Tuesday, February 4, 2014
Malawi braces for climate change
MALAWI is said to be adapting well to changes in climatic conditions, thanks to agriculture capacity-building interventions targeting peri-urban communities in Chikhwawa and Mulanje districts, experts have said.
This was observed when University of Malawi’s Natural Resources and Environmental Centre (Narec) took Senior Programme Officer for the International Development Research Centre (IDRC)-Canada, Dr. Evance Kituyi, on a tour of projects the centre has been funding in Chikhwawa and Mulanje district. The trip also included researchers from the University of Dar Salaam’s Institute of Resource Assessment.
Kituyi said he was impressed with how Malawi was responding to the global challenge of climate change by building the capacity of people in peri-urban areas.
“While we all realise that climate change has started to devastate communities the world over, as erratic rains continue to pose food security challenges, it is pleasing that communities in Malawi have started adapting to the phenomenon,” Kituyi said.
Kituyi said countries need to scale-up climate change mitigation interventions to avoid perpetuating resource disparities between the poor and the rich.
Among other interventions focusing on horticulture, Narec has been working with institutions such as Bvumbwe Research Station, a development that has enabled it introduce vegetable crops such as cabbage and onions in Chikhwawa, and winter cropping and vertical gardening in Mulanje.

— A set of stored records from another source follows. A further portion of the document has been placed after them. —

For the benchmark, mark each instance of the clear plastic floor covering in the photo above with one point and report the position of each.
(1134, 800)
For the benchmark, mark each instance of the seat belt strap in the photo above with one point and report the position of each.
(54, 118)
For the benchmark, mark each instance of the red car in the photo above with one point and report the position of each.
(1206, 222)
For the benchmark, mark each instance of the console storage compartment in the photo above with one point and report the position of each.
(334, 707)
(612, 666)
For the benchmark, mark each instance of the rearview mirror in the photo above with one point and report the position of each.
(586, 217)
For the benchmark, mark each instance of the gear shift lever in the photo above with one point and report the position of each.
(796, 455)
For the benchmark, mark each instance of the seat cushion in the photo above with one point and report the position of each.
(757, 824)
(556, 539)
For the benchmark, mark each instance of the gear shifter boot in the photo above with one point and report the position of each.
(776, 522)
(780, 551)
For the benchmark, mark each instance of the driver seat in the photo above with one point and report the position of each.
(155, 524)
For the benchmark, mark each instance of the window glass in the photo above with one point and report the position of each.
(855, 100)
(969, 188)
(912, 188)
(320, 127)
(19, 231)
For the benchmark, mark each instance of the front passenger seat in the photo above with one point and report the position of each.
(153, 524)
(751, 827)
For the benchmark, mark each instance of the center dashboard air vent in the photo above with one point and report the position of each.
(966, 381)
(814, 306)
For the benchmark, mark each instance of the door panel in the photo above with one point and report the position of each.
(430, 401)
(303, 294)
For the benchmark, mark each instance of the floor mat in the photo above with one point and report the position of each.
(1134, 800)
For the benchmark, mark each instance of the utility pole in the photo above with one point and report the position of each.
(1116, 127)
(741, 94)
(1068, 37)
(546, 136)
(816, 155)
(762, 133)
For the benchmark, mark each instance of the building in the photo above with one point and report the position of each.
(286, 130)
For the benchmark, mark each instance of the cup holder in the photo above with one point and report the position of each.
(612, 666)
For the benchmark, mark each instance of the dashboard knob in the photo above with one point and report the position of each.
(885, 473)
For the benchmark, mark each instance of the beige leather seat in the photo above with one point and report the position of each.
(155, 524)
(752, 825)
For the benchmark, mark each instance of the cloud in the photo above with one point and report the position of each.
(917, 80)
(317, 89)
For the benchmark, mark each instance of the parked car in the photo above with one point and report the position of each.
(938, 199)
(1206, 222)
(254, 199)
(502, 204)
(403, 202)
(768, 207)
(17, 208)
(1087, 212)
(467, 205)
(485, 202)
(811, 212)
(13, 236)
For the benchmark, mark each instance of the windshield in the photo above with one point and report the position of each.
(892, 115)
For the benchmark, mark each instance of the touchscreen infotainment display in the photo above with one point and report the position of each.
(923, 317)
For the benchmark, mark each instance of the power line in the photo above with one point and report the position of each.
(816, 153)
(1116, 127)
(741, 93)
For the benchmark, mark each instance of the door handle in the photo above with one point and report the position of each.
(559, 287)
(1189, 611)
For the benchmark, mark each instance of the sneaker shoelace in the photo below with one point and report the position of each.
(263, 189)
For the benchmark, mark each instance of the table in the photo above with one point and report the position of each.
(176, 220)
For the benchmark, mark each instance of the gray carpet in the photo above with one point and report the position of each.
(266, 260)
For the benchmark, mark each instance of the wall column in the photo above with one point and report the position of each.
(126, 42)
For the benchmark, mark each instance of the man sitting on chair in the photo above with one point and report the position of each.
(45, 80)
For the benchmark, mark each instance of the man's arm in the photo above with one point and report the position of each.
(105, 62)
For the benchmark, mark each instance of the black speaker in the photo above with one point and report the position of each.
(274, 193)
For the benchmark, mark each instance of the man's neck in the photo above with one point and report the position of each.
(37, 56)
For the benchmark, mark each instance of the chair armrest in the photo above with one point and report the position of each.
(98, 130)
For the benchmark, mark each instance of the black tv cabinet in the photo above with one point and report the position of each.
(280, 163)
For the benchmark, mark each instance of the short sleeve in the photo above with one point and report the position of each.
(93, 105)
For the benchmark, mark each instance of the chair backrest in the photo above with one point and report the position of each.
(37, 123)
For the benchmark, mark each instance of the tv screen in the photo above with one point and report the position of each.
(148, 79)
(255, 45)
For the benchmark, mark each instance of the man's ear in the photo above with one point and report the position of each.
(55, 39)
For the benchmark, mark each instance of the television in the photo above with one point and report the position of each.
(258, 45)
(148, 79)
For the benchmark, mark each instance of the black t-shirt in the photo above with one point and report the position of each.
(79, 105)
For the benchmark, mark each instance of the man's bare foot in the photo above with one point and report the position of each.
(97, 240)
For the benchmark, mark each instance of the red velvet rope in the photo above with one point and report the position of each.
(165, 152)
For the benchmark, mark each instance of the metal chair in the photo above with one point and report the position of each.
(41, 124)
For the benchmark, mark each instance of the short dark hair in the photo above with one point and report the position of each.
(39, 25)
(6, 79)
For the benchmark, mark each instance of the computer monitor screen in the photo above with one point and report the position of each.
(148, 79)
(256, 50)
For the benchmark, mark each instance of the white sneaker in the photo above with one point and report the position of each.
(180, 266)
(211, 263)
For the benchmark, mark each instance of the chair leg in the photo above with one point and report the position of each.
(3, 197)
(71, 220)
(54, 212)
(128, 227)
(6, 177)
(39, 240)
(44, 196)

While community members have been working through farmers’ clubs, some individual farmers have adopted the new technological innovations and have seen their incomes prop up by applying the new methods in their individual plots.
National team leader for Climate Change Adaptation in Africa (ACAA) Peri-Urban Inter-dependence Climate Change Project, Miriam Joshua, said appropriate use of technology, improved knowledge on financial transactions, and introduction of new crops have improved the financial and food security situation at the household level.
“We have built the capacity of farmers in adapting to climate change with the aim of helping them sustain (crop) production and save money. We have targeted peri-urban communities deliberately because we know that most projects target urban areas, and this renders peri-urban communities vulnerableto climate shocks,” Joshua said.
Joshua said, however, that, by improving the amount of disposable income among farmers, the initiative could also stem urban migration, which causes brain-drain in rural areas as sharp minds flock to cities such as Mzuzu, Lilongwe, Blantyre and Zomba.